I guess this avoids a case where threadsPerGroup is set to zero by a zero ConstWGSize.

We've had a few bugs in this area now. The function is a map from a few integers to a few integers containing a lot of domain knowledge about deriving good launch parameters. It's only tested from the OpenMP level, where we can't easily perturb these values, so we miss stuff.

I think it's time to move all the launch value manipulation logic into this function, add a boolean to disable printing, and exhaustively test that function at the unit level.

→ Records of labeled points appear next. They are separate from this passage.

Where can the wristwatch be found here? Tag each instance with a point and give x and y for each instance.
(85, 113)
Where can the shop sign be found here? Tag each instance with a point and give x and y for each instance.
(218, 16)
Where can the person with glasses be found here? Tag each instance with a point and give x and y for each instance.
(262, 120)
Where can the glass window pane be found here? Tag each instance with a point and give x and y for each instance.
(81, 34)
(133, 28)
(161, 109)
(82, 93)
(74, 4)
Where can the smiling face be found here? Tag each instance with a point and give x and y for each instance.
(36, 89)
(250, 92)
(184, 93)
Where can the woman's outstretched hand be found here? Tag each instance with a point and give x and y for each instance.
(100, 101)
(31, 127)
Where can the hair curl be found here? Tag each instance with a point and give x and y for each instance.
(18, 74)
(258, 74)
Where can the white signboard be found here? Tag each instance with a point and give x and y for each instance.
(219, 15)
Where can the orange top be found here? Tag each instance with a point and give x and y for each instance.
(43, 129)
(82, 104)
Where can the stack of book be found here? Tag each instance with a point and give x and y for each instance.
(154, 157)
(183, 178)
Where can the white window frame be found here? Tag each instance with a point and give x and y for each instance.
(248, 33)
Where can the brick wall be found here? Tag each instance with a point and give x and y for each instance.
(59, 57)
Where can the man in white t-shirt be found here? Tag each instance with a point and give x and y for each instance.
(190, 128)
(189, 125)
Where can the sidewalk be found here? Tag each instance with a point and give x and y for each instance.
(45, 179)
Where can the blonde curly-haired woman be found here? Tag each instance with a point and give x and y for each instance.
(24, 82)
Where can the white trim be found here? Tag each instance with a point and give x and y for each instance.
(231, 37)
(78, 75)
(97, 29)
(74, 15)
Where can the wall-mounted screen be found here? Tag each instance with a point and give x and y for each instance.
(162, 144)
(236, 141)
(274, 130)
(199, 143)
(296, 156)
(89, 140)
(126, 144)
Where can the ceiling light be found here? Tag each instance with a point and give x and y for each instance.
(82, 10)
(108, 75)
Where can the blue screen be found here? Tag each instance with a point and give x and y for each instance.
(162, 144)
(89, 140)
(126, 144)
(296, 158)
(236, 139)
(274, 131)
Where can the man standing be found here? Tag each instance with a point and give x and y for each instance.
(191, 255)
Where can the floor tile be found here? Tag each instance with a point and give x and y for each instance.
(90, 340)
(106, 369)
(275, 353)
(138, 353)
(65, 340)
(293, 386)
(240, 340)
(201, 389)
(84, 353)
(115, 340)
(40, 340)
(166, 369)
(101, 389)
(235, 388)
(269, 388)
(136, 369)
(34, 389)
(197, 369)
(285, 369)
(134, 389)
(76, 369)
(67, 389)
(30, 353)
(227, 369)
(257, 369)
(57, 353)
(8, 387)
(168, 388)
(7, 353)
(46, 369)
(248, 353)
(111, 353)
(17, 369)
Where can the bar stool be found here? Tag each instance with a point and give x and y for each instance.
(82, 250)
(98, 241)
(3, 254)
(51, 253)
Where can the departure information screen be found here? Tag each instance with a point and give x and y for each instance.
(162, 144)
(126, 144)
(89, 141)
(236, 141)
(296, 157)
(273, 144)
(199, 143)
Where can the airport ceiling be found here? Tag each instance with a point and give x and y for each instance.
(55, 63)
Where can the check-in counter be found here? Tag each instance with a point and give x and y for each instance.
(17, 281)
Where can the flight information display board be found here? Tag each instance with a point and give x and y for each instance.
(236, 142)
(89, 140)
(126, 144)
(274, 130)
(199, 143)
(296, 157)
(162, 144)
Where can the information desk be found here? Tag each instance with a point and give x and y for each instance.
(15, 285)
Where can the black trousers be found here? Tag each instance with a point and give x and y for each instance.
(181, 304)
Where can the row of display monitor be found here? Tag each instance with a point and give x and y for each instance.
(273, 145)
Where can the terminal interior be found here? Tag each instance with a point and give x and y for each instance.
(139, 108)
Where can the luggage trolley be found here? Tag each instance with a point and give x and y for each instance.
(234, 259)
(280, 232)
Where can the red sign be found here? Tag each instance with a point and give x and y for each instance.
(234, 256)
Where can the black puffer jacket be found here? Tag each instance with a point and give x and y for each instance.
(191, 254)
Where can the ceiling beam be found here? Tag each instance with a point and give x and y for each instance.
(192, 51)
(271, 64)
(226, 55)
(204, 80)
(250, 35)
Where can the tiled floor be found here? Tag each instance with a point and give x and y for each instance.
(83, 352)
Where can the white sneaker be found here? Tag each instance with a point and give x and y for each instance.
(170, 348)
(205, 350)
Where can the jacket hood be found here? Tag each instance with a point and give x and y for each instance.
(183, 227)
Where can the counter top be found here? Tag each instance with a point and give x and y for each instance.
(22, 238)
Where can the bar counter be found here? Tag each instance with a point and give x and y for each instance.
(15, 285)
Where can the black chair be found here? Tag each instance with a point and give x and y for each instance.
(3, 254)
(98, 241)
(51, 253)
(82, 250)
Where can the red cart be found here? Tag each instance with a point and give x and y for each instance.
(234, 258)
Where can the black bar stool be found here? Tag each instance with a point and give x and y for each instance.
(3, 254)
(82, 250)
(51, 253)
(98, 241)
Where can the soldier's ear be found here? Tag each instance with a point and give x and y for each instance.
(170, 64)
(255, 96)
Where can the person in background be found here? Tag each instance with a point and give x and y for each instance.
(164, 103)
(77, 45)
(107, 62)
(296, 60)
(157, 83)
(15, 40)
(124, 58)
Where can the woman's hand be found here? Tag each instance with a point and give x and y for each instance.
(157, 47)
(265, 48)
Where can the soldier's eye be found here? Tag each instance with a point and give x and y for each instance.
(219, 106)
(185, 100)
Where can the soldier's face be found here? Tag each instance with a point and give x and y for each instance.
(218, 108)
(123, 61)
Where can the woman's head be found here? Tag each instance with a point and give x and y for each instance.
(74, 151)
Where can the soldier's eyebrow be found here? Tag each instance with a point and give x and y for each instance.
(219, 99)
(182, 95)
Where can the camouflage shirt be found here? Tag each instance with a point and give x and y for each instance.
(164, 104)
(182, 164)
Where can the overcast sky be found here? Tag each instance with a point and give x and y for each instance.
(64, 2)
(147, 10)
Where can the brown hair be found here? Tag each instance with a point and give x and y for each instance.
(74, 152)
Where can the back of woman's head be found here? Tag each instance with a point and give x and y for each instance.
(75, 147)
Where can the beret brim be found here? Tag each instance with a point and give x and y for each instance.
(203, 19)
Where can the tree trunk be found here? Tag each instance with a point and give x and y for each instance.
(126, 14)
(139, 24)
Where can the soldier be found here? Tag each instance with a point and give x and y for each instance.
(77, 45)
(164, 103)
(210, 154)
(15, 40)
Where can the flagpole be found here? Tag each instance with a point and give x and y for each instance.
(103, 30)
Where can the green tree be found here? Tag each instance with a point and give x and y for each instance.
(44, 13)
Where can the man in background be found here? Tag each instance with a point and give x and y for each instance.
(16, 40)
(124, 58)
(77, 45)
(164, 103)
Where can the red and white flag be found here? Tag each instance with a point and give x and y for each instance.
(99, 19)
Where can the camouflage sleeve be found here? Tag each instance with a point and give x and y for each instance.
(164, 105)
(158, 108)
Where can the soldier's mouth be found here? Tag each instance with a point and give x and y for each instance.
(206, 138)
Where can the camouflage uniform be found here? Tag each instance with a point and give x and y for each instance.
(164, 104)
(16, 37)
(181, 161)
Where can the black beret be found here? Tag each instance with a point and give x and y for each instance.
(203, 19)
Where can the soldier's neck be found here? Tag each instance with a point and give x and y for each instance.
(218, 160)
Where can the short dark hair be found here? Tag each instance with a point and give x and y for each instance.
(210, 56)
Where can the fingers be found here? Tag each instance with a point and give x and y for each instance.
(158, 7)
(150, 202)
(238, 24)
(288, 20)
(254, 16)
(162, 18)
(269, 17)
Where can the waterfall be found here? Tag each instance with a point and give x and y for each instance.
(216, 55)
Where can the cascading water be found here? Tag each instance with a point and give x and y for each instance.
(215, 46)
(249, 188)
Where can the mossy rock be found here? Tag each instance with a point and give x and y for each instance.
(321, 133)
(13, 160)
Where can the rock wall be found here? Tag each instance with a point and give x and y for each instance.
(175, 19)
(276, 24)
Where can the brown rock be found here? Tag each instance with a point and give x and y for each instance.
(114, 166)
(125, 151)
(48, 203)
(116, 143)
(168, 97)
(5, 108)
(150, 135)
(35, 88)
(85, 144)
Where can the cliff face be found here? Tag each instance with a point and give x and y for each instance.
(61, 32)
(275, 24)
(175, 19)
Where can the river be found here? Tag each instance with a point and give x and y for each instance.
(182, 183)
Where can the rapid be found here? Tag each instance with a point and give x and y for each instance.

We can either do that by making the function constexpr and writing a bunch of static asserts in this file or by declaring the prototype in a header and adding a standalone file that runs a bunch of values through it. Either way, we'd end up with a clear list of the cases it's intended to handle and much better odds of eliminating bugs in the edge cases.

JonChesterfield accepted this revision.Jun 29 2021, 6:15 AM

Desire for tests notwithstanding, still want this point fix. Thanks!

This revision is now accepted and ready to land.Jun 29 2021, 6:15 AM

I guess this avoids a case where threadsPerGroup is set to zero by a zero ConstWGSize.

The scenario I am fixing is what happens in the default case today. No flat max-work-group size is intended, so it starts off as 0 but then we set ConstWGSize to 256 if the former is 0 (line 1710 above). So getLaunchVals limits threadsPerGroup to 256 because ConstWGSize is 256. My fix allows setting threadsPerGroup beyond 256 but limited to 1024.

This revision was landed with ongoing or failed builds.Jun 29 2021, 1:48 PM
This revision was automatically updated to reflect the committed changes.